AFTER eight days in police custody, the Majority Leader of the Rivers State House of Assembly, Mr. Chidi Lloyd, on Wednesday, finally appeared before a High Court in Port Harcourt.
Lloyd, arraigned on six counts of attempted murder, conspiracy, assault and malicious damage, arrived at the court about 10.52am accompanied by riot policemen and other security operatives.
Clad in blue attire, the lawmaker limped as he entered the court premises, supported by two unidentified persons.
The offence of the PDP lawmaker, who was reportedly involved in the fracas in the State Assembly on July 9, 2013, the prosecution said, was contrary to Section 320 of the Criminal Code Law, Cap 37 laws of Rivers State of Nigeria 1999.
Lloyd allegedly hit his fellow lawmaker, Mr. Michael Chinda, with a fake mace during a fight at the Assembly chamber.
During the hearing, the prosecution counsel, Mr. Donald De-wigwe (SAN), objected to the state Attorney-General and Commissioner for Justice, Mr. Worgu Boms’ plea to take over the criminal proceeding.
De-wigwe argued that Boms could not take over the court proceedings since there was no proper arraignment of the accused before the court.
De-wigwe said, “Judicially, the argument does not stand. It is not a law of today. The issue is that whether or not there is a criminal proceeding before the court. Until plea is taken, there is still nothing for the attorney-general to takeover.”
Referring to legal authorities to defend his argument, De-wigwe said the attorney-general’s attempt to take over the criminal proceeding of the court was premature.
Boms had earlier noted that Section 211 of the 1999 Constitution, as amended, empowered him to take over the case.
Noting that the measure was necessary in the interest of justice, the Attorney-General insisted that the alleged offence was against the state.
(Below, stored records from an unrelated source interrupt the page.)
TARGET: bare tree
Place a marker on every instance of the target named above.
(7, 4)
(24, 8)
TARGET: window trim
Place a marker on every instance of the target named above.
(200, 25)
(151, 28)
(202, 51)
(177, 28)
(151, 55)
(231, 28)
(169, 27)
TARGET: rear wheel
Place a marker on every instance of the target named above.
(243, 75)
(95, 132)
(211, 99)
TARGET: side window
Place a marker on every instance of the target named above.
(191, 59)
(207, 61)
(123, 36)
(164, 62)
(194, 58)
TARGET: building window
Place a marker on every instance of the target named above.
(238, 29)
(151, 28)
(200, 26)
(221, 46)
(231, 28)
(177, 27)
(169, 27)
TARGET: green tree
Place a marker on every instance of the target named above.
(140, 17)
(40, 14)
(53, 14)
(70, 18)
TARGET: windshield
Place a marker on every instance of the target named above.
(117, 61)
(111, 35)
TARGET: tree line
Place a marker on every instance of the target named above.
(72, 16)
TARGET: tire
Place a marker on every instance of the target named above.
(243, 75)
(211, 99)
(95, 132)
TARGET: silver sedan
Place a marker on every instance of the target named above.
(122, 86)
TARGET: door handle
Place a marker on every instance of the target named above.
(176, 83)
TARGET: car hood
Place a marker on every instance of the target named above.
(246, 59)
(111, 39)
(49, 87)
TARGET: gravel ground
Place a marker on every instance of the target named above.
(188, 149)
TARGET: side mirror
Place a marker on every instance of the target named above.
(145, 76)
He added, “I stand here by the powers conferred on me by Section 211(1)(b) of the 1999 Constitution to take over the prosecution of the matter between the Commissioner of Police and Chidi Lloyd.”
Also, Lloyd’s lead counsel, Mr. Beluolisa Nwofor (SAN), who objected to the appearance of De-wigwe and other lawyers for the prosecution, explained that as private lawyers, they needed to obtain a fiat from the state Attorney-General to prosecute the matter.
Nwofor said, “I object to De-wigwe’s appearance for prosecution. He is not a police officer, but a private practitioner. The law requires that for a private practitioner to appear in a criminal charge by the Commissioner of Police, he should tender a fiat from the Attorney-General of the state.
“I urge the court to expunge the appearance of all the lawyers announced by the SAN, except J.C.A. Ideachaba, a Superintendent of Police, who filed the information.”
He argued that the letter presented to the court by De-wigwe was not enough as far as the law was concerned.
De-wigwe, however, disagreed saying the state Commissioner of Police initiated the charge not the state Attorney-General.
Justice Nyordee adjourned the case till August 6, 2013 to rule on the submissions of the opposing counsel as it concerned the declaration for a takeover of the criminal proceedings by the Attorney-General.
Meanwhile, there was tight security at the court premises as security operatives frisked all that entered the courtroom.